Our teaching staff work tirelessly to ensure that any aspect of our education offer is delivered in a therapeutic way, with all lessons and sessions carefully designed to develop the social and emotional skills, knowledge and strategies that so many of our pupils can lack. This will be either taught explicitly as part of the explicit intervention sessions on the timetable or through a continuous delivery of care and kindness. Practically speaking, this might mean, for example:

  • Support for developing their self-esteem, self-confidence and resilience
  • Support to develop their social skills
  • Support in making healthy lifestyle choices
  • Support to help them develop friendship groups (e.g. Circle of Friends)
  • Activities that might contain cognitive behavioural approaches
  • Positive behavioural support focused on understanding
  • Support to develop effective metacognition and study skills
  • Support around reducing exam stress and developing exam techniques
  • Support with managing any bereavement, loss, or other personal crises
  • Support for young people who have experienced trauma or bullying

We also aim to ensure that within our class lesson structures the learning is bespoke to the needs of our learners and demonstrates a strong understanding about their specific issues. We provide schemes of work and additional planning materials to enable our staff to effectively plan and provide for the individualised learning needs of all children in their class.

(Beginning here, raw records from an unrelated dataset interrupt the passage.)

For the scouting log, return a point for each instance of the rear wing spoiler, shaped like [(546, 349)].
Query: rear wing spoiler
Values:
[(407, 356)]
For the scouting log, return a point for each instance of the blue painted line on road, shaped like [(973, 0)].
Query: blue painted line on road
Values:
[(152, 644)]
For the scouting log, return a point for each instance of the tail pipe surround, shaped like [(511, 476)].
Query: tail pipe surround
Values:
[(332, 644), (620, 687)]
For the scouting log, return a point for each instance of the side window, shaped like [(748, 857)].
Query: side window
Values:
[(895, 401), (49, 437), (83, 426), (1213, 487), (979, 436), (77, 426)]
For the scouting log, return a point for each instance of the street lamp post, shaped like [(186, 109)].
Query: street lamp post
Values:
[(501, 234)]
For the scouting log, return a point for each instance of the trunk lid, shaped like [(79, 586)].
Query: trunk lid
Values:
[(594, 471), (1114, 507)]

In order to successfully implement our curriculum, we initiate the following graduated response:

  • Assess: we use the child’s Education, Health and Care plans to understand their specific needs and learning barriers; we have a suite of baseline assessments to accompany this understanding and support with their starting points
  • Plan: Using this information, our staff team will follow programmes of study, supporting schemes of work, pupil information passports and a structured timetable to set out the teaching and learning that delivers the knowledge and intervention needs curricula.
  • Do: Teachers and their support staff provide children with lessons to enable their progression, using supportive feedback and appropriate resources to support this through a series of sequenced sessions that build up their knowledge and understanding, appropriately challenging them whilst taking account of their emotional barriers.
  • Review: We use a range of approaches to ensure that we are delivering our curriculum and enabling progression, including teacher led assessment strategies, the Beckmead Trust Continuum of Skill Development, annual reviews of their EHCPs and where appropriate national tests. This process is supported with effective monitoring activities such as learning walks and work scrutinies so that there is coherent understanding of the effectiveness of our curriculum, and our curriculum is amended as required.

Impact

To ensure that we understand the impact that our curriculum is having, and to enable us to review and amend it as required, we use a series of measures. We use baseline assessments in reading levels, phonics (where appropriate), speech and language and emotional development alongside early teacher judgements in order to understand where to pitch our students’ work in class. We also use the Beckmead Trust ‘Continuum of Skills Development’ tracker as our termly progression assessment. For many of our pupils, their complex needs can be a significant barrier to their attainment, and so it is essential that we measure the progress they are making. We measure their progress against four key measures in maths, English and their EHCP outcomes. The judgements made within the Continuum are underpinned by teacher’s own professional judgements within explicit lessons and units of work. In addition, the EHCP annual reviews, Pupil Information Passports, our own monitoring systems and our pupil and parent voice surveys provide additional understanding of the impact of our curriculum on the learning experience of our children.